In the cut of I.O.U.S.A. we screened at the Sundance Film Festival in January of 2008, we had audiotape of Nixon conspiring with his advisers to blame the decision to close the “gold window” on “speculators.” After we sold the film to the Peterson Foundation, that story beat was edited out. The final cut of the film released in Aug. 22, 2008 blames rampant inflation in the 1970s on Arthur Burns, then chair of the Federal Reserve.
Alas, the Federal Reserve system was set up [in 1913] to provide the nation’s empire builders with a convenient, expandable and compliant money. Whenever they felt they needed more of it, the dollar was right there, ready for duty.
Since 1971, the United States has added trillions to the world’s supply of dollars and credit. During this same time only about 58,000 metric tons of gold have been brought from the ground. Sooner or later, those extra dollars must be marked to an unforgiving market.
“Of course,” we wrote back in 2005, “it hasn’t happened yet. Investors are tempted to look out their windows, see the sun shining and think the dollar will last forever. They have no interest in the financial crimes of the Disco Age.”
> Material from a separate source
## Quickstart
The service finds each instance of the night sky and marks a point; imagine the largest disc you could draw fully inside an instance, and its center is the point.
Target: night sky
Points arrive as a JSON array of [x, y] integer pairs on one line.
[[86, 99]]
On this 40th anniversary, with gold in the ballpark of $1,800 and potentially rising, we suspect the interest level in Nixon’s fateful decision is rising.
On Aug. 15, 1971, gold was pegged at $35 an ounce… as it had been since 1933.
As of this morning, it’s $1,737 – off from last week’s highs, but higher than it’s been at any time up until 10 days ago.
After shunning gold, the “barbarous relic” lo these many decades, the world’s central banks are adding to their gold stashes at an unprecedented pace.
New figures from the World Gold Council reveal central banks adding 208 metric tons in the first half of 2011. Should this pace keep up, the annual total will smash the previous record of 276 tons in 1981.
Thailand, South Korea and Mexico are among the major buyers in recent months.
Ordinary people, that is “we, the public” can’t seem to get enough of the stuff. Sales on eBay of 1-ounce U.S. Gold Eagles and 1-ounce Pamp Suisse bars rose steadily most of last week… and so did the premiums buyers were willing to pay over the spot price.
Spot gold jumped 6% between Friday Aug. 5 – just before Standard and Poor’s downgraded Uncle Sam – and last Wednesday. But Gold Eagle prices on eBay rose nearly 8.5% over the same period.
“When people are coming down to the question, `Do they want to have cash in the bank or gold in their hands?’ the answer is they’d rather have gold or silver,” says Jacob Chandler of Great Southern Coins, eBay’s largest seller. “Business,” he says, “has nearly quadrupled in the last six weeks.”